Approaching someone about a change to change how they work, or for their help, isn’t always easy. But imagine if you could approach that conversation with the added lens of how that person - or even team - may be able to benefit from what you’re doing. When impact mapping, it’s important to not only think about potential problems, but the benefits you can bring to others too!
Staying with our example of a new school CRM, many would assume that most benefits will be for the school’s Marketing or Admissions teams. But, what about those in Advancements or leadership? Did they know that they’ll gain access to more detailed, real-time reporting and information? Can you now provide the finance team with improved inputs to their enrollment forecasting? And what about those entrusted with the challenging task of managing student transport? Could they use some extra insight as to where our most recent applicants live? Taking note of these benefits is critical to the measurement of your project and the motivation and engagement of teams across all departments within a school.
As for the WIIFM, taking just a little time to think about how your project could positively benefit the people you may need support from can make an enormous difference in gaining engagement over objection.
As touched on earlier, new projects inject a lot of enthusiasm and energy into a school, but the reality is that those projects take time and hard work. Sometimes, projects will fail not because they weren’t the right fit, but because execution lacked focus or the required follow-through.

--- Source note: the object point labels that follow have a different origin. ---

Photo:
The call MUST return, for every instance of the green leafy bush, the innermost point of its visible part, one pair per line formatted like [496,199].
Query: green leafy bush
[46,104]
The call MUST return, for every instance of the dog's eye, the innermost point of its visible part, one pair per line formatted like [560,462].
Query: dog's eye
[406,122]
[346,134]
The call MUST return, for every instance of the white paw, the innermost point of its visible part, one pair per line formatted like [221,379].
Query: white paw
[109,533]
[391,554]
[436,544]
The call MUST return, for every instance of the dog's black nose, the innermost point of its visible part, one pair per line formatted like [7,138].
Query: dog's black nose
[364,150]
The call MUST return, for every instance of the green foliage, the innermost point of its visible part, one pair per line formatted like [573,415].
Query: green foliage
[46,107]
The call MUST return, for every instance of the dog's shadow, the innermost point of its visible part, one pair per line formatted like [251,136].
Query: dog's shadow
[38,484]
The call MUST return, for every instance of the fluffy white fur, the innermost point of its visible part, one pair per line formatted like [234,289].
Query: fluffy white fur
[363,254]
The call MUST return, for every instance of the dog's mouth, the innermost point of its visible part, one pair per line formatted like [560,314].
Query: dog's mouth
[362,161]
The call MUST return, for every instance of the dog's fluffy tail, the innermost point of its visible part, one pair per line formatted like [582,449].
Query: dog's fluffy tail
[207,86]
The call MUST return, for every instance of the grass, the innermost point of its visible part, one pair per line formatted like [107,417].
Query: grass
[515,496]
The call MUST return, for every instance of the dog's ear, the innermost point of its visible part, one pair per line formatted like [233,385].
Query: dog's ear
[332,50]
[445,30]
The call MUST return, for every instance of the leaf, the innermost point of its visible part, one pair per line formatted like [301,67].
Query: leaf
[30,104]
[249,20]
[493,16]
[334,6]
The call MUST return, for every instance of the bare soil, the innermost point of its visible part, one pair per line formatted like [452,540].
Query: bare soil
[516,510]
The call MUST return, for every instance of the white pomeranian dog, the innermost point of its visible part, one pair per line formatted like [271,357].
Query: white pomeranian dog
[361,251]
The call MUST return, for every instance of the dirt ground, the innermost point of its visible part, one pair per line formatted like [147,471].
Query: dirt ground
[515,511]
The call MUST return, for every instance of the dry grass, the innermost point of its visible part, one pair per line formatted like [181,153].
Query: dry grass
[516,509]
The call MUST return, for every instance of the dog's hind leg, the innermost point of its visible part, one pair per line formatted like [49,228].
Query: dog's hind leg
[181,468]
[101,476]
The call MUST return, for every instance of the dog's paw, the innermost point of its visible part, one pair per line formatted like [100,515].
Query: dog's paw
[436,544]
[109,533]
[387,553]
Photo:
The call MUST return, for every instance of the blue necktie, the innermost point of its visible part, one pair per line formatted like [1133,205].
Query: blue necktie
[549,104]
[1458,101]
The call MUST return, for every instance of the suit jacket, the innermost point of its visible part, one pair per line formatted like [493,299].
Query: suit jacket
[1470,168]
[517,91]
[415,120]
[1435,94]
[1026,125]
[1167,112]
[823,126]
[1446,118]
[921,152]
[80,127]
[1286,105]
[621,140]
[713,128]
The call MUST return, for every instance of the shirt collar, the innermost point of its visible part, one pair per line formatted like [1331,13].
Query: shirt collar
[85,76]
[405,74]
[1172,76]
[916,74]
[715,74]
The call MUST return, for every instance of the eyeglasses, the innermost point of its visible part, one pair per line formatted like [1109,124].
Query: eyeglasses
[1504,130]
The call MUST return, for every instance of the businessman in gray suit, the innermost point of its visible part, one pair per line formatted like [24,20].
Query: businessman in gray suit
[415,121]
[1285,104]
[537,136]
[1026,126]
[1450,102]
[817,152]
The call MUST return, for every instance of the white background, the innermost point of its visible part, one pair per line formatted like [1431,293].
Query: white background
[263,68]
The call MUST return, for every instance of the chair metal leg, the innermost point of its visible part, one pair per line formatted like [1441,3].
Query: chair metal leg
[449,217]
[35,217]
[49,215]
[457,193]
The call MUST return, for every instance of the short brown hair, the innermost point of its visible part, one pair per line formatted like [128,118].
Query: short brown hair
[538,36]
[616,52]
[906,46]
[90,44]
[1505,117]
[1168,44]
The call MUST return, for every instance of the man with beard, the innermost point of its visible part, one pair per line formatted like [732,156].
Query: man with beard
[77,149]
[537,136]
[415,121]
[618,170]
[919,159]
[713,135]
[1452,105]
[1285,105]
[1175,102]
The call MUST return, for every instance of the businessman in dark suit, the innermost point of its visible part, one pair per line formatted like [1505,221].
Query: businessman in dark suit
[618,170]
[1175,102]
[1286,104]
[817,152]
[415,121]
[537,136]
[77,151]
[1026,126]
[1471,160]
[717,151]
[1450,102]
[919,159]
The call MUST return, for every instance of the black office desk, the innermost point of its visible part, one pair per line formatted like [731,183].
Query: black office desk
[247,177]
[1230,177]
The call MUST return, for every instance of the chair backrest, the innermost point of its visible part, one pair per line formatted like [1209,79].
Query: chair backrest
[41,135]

So, to wrap up, our final recommendation is to set expectations from the start and remember the old adage of ‘good things take time’ — and determination. Projects of any scale inevitably involve a change in both technology and the way we work. That change is rarely straightforward, but holding on to why you started, remembering the business case, the ‘WIIFM’, and the need to engage those who work in other teams can make all the difference in a successful vs. stressful change management journey.